Which is to express my opinion that while green buildings are certainly preferable to non-green ones, as an approach to climate change and all the other many environmental catastrophes we humans are creating at breakneck speed, building of any sort is probably a less than adequate response and even possibly part of the problem, since slowing down economic activity to sustainable levels seems key. 

The building approach to environmentalism reaches its nadir, in my estimation, in the pro-Echols mailer from the Professional Engineers in California Government PAC (her husband is a CalTrans engineer) which asserts that “building transportation projects” will “create jobs, reduce congestion, preserve the environment, and improve our quality of life.” I imagine a brand new super highway, or possibly the California high-speed railroad—a project which Echols supports—right down the middle of the provided picture of a stream flowing through ferny woods. 

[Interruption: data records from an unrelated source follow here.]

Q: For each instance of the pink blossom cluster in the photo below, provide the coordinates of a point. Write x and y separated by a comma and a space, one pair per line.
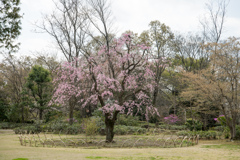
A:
216, 119
171, 119
110, 78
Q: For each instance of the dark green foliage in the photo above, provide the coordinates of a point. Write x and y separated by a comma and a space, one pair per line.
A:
10, 21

Bates-Hancock is closely aligned with developers, contractors, and the building trades. That’s why, I assume, Hancock drove her controversial “gut and amend” bill SB 54 through the state senate last year. It pitted the member unions of the State Building and Construction Trades Council against refinery workers, many of whom are members of the United Steel Workers—a move that caused a stir because it threatened to put Contra Costa’s immensely important and hard-won industrial safety ordinance at risk. 

It’s also, I assume why Elizabeth Echols is the Chosen One of the Bates-Hancock machine. Her CV in the “green building” industry (“a spoonful of sugar makes the medicine go down”) and her cautious, pro-business, conflict-free approach to the issues that confront us make her the next excellent torchbearer. But I find risible the suggestion that her record so terrifies Chevron that “Big Oil” is spending big bucks to defeat her. 

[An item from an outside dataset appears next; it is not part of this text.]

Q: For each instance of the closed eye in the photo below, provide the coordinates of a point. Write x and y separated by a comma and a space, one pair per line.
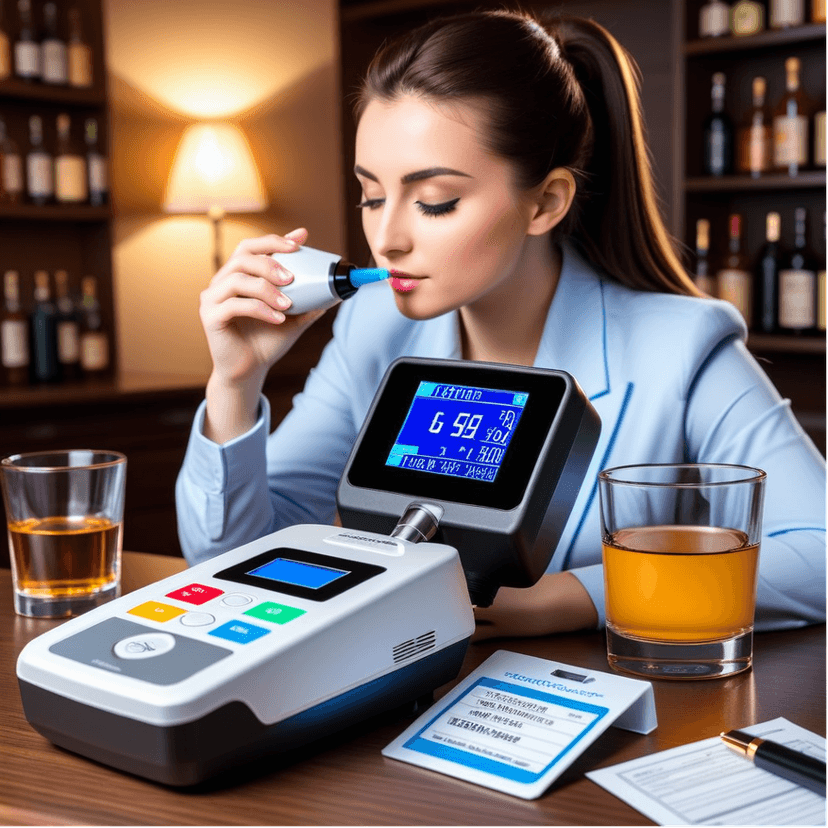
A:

I don’t need or expect Echols to be the kind of person who chains herself to the White House fence, or sits in a tree for a year, or blows up power plants. But somehow I imagine her as someone who has always had the kind of job where people in suits sit around a big table in a nice conference room and work out plans that will “improve people’s lives” while incidentally enriching themselves (“what’s good for the planet is good for business”). 

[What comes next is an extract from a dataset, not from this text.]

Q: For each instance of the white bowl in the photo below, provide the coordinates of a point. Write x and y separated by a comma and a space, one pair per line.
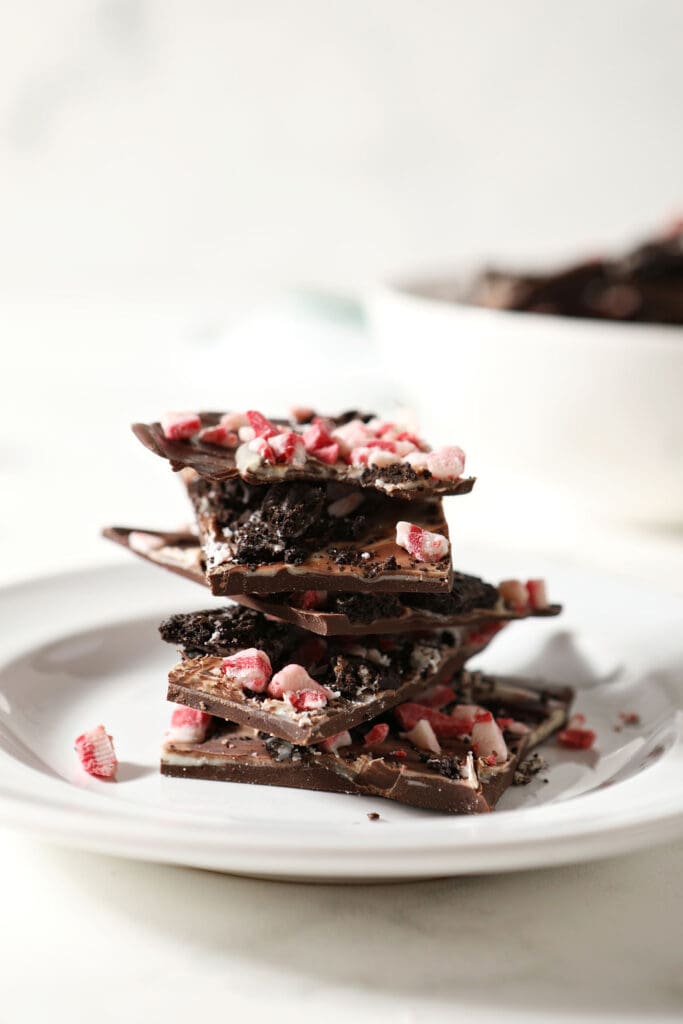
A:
589, 411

Unfortunately, however, conflict is real. For example, Chevron wants to expand its Richmond refinery to handle more polluting fuels; the residents of Richmond want their kids to be able to breathe and also not get cancer. I’m not sure Elizabeth Echols has the slightest clue that this is true—or maybe I’m just worried about which side she’ll be on. 

For example [see above], her website and Sierra Club endorsement state that “Elizabeth will stand up for a moratorium on fracking,” but the mailer from which I quote (“East Bay Woman”) says “she’s a strong advocate of a ban.” So, Elizabeth, which is it?